= Central billing =

Central billing is a phrase used to describe the process of using the collective buying power of independent businesses to extract discounts from suppliers. It was pioneered in the convenience grocery sector convenience grocery sector in Europe.

== How it works ==
The process is orchestrated by a middleman (wholesaler) who takes certain risks in order to profit from the process.

== Typical example ==
A convenience store retailer takes delivery every day of bread, milk and other perishable items. Instead of paying cash they put them on the central billing account they hold with their wholesaler. At the end of the month they receive a bill from their wholesaler for all their purchases for the month. The wholesaler in turn pays the individual suppliers.

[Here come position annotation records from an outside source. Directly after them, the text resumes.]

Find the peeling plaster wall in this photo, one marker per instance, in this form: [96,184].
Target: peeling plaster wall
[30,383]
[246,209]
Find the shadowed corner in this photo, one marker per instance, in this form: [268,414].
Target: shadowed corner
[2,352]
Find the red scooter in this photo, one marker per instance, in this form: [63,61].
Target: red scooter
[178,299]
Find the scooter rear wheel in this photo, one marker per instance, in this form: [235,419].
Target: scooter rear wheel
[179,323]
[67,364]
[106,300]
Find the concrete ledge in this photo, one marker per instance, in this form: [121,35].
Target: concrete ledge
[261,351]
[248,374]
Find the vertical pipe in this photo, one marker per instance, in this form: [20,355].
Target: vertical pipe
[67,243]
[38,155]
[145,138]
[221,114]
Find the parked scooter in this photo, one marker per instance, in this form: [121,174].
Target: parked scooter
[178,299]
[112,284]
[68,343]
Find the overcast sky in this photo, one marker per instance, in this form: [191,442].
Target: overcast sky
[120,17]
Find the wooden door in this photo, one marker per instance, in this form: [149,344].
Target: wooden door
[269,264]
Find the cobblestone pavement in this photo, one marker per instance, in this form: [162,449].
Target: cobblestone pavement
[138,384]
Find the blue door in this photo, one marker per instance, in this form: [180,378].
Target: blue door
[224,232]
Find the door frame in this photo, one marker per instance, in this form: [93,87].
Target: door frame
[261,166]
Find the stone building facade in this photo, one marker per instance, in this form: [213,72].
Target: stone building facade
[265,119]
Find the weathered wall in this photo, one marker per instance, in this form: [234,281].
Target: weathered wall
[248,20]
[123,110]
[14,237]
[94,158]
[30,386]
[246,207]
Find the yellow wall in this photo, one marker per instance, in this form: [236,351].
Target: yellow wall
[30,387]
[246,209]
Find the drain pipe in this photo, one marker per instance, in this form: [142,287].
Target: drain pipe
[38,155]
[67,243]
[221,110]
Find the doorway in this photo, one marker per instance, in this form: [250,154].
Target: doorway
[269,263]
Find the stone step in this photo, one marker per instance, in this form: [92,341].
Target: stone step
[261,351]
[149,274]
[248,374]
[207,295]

== Benefits to supplier ==
The supplier still has to make multiple deliveries but instead of having to worry about collecting money from many individual stores it only collects one payment from the wholesaler. By this process the credit risk is removed from the supplier and placed on the wholesaler. In return for this the supplier makes a payment to the wholesaler to reflect these benefits, called a rebate or Long Term Agreement.

== Benefit to retailer ==
The retailer benefits simply by the fact their admin is simplified. Instead of having to monitor many daily payments they simply have to write one cheque a month for potentially thousands of transactions. They pay the wholesaler who in turn pays the suppliers. In addition, they typically receive a rebate (LTA) on their purchases.

== Benefit to wholesaler ==
The wholesaler benefits in a number of ways. Firstly they do not have to pass on in full all the LTA payments they receive. Secondly they offer a valuable service to retailers to whom they also sell other items through their traditional wholesale channels. They do however assume the risk should the retailer fail to pay.

== Centralised distribution ==
In many cases central billing has been superseded by central distribution. Under the centralised distribution model a wholesaler will provide everything their customer needs via their own supply chain. This eradicates the need for supplier deliveries and renders central billing redundant.